28 février 2002 |
Fiers jusqu'à l'arrogance, indépendants d'esprit,
réfractaires tant à l'autorité qu'au travail
assidu, courageux, habiles de leurs mains et vaillants au combat,
telles apparaissaient les premières générations
de Canadiens aux voyageurs et administrateurs français
séjournant en Nouvelle-France au 17e siècle.
Selon Réal Ouellet, professeur associé de littérature
et membre régulier du CELAT (Centre interuniversitaire
d'études sur les lettres, les arts et les traditions),
cette nouvelle identité collective s'appuyait sur trois
piliers: la langue française, la religion catholique et
le tandem sédentarité-nomadisme. "Le tiraillement
entre deux manières d'exploiter le territoire - l'agriculture
et le commerce des fourrures - a vite marqué la population
d'origine française, explique-t-il. D'une part, la rareté
de la main-d'oeuvre, l'abondance des terres et la dispersion de
la population permettent d'échapper jusqu'à un certain
point à la contrainte du pouvoir politique et religieux.
D'autre part, une partie de la population masculine, des coureurs
de bois mais aussi de nombreux colons attirés par la traite
des fourrures, nomadise avec les Amérindiens dont elle
partage l'existence plus ou moins continûment."

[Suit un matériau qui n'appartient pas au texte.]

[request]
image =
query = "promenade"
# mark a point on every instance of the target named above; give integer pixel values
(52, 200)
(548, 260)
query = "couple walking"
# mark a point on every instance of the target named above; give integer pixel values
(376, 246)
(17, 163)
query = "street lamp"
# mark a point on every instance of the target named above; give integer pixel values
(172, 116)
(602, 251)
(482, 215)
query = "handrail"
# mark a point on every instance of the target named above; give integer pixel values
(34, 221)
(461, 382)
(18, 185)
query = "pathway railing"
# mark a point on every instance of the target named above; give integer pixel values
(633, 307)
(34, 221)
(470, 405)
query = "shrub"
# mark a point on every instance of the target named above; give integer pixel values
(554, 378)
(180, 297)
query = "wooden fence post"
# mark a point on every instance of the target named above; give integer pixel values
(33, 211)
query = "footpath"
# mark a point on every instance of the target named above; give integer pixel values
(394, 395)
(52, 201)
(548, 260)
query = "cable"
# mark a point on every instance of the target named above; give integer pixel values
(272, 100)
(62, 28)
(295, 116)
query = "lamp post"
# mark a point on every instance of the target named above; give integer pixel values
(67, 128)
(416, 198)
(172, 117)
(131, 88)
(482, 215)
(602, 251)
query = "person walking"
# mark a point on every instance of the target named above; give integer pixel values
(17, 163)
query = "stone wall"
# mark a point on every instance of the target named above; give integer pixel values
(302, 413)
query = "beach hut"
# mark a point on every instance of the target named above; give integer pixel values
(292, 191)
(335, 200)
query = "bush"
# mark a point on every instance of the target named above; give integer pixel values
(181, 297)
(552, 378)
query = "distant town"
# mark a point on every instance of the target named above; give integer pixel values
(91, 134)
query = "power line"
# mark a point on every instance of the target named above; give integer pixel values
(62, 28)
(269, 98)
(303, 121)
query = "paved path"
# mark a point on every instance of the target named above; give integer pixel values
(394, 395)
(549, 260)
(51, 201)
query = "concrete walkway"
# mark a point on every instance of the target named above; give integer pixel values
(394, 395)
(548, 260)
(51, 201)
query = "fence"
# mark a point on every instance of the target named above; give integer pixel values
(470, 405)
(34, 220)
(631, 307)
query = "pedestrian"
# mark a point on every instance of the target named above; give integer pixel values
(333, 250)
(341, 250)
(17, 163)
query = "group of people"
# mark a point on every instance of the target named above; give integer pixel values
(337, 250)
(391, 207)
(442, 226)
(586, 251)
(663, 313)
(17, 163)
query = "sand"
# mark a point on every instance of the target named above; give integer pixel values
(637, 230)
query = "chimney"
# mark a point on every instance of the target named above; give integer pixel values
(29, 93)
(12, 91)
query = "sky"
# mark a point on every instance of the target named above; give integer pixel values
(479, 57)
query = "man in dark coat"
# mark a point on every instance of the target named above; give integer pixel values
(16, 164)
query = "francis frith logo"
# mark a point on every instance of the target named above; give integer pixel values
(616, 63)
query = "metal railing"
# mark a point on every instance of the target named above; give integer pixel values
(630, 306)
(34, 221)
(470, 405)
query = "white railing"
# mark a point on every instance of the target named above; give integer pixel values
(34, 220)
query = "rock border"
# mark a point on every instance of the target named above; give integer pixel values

Une influence déterminante
Le mercredi 20 février au pavillon Charles-De Koninck,
Réal Ouellet a prononcé une conférence sur
la canadianité au 18e siècle dans le cadre des midis-causeries
du CELAT. "Ce ne sont pas seulement des alliances formelles
et durables qui ont été forgées avec les
Amérindiens, dit-il, mais des manières d'être,
de vivre et même de penser." La chasse au gibier, la
pêche sous la glace, les déplacements en raquettes
et en canot d'écorce, fumer du tabac, même faire
la guerre à l'indienne par des embuscades, des attaques
surprises et des retraits rapides, les premiers Canadiens se démarquent
des Français de la métropole. Sur le plan social,
des pratiques quotidiennes égalitaristes atténuent
la notion de hiérarchie, un des fondements du système
monarchique français. Au milieu du 18e siècle, l'aide
de camp du marquis de Montcalm, Louis Antoine de Bougainville,
fait allusion dans sa correspondance à deux nations différentes,
voire "ennemies" dont l'animosité réciproque
va même jusqu'à perturber le déroulement des
opérations militaires.
Réal Ouellet a étudié le profil changeant de la canadianité au 18e siècle
Des nomades devenus sédentaires
Selon Réal Ouellet, une nouvelle phase de l'identité
canadienne commence avec la défaite militaire des plaines
d'Abraham en 1759. À Québec, les 8 000 habitants,
forcés de rendre leurs fusils, vivent sous la loi martiale.
En perdant le Labrador, les Grands Lacs et l'Ohio, des régions
où s'effectuait la majeure partie de la traite des fourrures,
les Canadiens perdent en même temps leur espace de nomadisme.
Lorsque gronde la Révolution américaine, quelques
années plus tard, la population de la nouvelle Province
of Quebec reste neutre. "Bousculés par les événements,
les Canadiens adoptent, me semble-t-il, une attitude attentiste
guidée par une sorte de prudence paysanne qui refuse de
s'engager sur un terrain mal connu", avance Réal Ouellet.
Leur neutralité, les Canadiens la pousseront jusqu'à
refuser de s'enrôler lorsque la colonie sera menacée
par les armées révolutionnaires américaines.
En 1778, la Gazette littéraire voit le jour. Ce
journal initie ses lecteurs aux débats d'idées.
À compter de 1806, le journal le Canadien défend
les intérêts des francophones sur la place publique.
Entre ces deux dates, 1791 voit l'instauration de l'Acte constitutionnel,
une étape cruciale dans la consolidation de l'identité
canadienne. "La constitution de 1791, si limitée soit-elle,
ouvre la porte à une prise en mains de la sphère
politique alors que les Canadiens se familiarisent avec le régime
parlementaire", précise Réal Ouellet.